Canadian lawmakers pass pro-gay hate-crimes law
The Canadian parliament voted 141-110 on Wednesday to extend protections under Canada's hate-crimes law to gay men and lesbians, the Toronto Star reports. "It's been a good week for equality in Canada," said a teary-eyed Svend Robinson, Parliament's first openly gay member of parliament, outside the Commons. "I feel proud to be a Canadian." The change to the 1970 hate-crimes law was the culmination of years of lobbying by Robinson. The bill still requires senate approval. "What this bill is about, fundamentally, is sending a message to the gay bashers," he said. "It's about sending a message to those who promote hatred and violence and the death of gay men like Aaron Webster, who was beaten to death with a baseball bat in Vancouver."

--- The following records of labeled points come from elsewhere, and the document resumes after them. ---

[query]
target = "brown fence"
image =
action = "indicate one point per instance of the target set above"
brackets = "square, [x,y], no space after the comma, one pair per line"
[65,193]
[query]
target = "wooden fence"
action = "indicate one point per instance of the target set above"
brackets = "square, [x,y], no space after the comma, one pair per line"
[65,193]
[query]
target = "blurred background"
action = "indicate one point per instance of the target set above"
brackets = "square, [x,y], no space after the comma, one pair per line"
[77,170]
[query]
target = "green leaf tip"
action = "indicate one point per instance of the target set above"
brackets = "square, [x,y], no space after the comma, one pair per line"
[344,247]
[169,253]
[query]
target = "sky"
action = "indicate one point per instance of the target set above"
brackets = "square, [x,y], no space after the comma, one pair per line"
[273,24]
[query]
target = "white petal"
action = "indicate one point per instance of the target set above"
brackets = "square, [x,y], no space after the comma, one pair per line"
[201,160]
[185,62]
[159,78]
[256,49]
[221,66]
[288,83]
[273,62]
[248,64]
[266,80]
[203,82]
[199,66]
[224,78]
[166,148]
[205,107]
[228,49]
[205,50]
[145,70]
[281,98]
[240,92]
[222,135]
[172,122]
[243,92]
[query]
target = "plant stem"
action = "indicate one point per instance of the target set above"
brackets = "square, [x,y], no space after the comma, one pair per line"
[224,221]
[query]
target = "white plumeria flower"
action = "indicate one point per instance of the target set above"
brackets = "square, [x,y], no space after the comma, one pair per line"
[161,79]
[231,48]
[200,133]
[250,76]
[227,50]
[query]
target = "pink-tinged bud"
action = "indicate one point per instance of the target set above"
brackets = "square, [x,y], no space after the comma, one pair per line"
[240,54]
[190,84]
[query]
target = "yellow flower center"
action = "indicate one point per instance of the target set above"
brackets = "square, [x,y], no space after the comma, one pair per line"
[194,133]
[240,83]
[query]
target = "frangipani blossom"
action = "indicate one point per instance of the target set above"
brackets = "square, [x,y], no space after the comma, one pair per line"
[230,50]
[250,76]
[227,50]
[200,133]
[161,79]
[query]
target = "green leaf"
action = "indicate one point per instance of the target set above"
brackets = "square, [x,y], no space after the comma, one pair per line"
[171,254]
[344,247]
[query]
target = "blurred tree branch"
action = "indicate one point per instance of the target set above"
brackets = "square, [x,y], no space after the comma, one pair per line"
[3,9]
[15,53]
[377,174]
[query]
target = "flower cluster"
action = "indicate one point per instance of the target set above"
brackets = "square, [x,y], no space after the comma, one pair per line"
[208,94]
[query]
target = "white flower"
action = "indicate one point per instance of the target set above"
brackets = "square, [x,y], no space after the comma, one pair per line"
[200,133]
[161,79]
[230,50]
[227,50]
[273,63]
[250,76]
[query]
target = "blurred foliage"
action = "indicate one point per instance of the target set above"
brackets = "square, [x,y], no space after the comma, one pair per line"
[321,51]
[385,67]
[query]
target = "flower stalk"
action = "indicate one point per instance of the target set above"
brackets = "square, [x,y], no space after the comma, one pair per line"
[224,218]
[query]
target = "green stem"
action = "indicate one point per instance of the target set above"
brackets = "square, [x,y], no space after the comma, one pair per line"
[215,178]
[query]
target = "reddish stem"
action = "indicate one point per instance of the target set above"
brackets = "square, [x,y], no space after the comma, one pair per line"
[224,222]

The expanded hate-crimes law would ban the incitement of genocide or hatred against an "identifiable group," defined by color, race, religion, ethnic origin, or sexual orientation. Religious and conservative groups argued that the law threatens freedom of speech and religious freedom, suggesting it will classify parts of the Bible and portions of the Catholic catechism as hate literature. Justice Minister Martin Cauchon dismissed those concerns, saying there are enough safeguards against such prosecutions already in the Criminal Code and the Charter. He lauded the vote, saying it is "part of the government's position to protect sexual orientation. Tonight this is exactly what we did. We're talking about minorities. We offer them a much better protection as regards hate propaganda."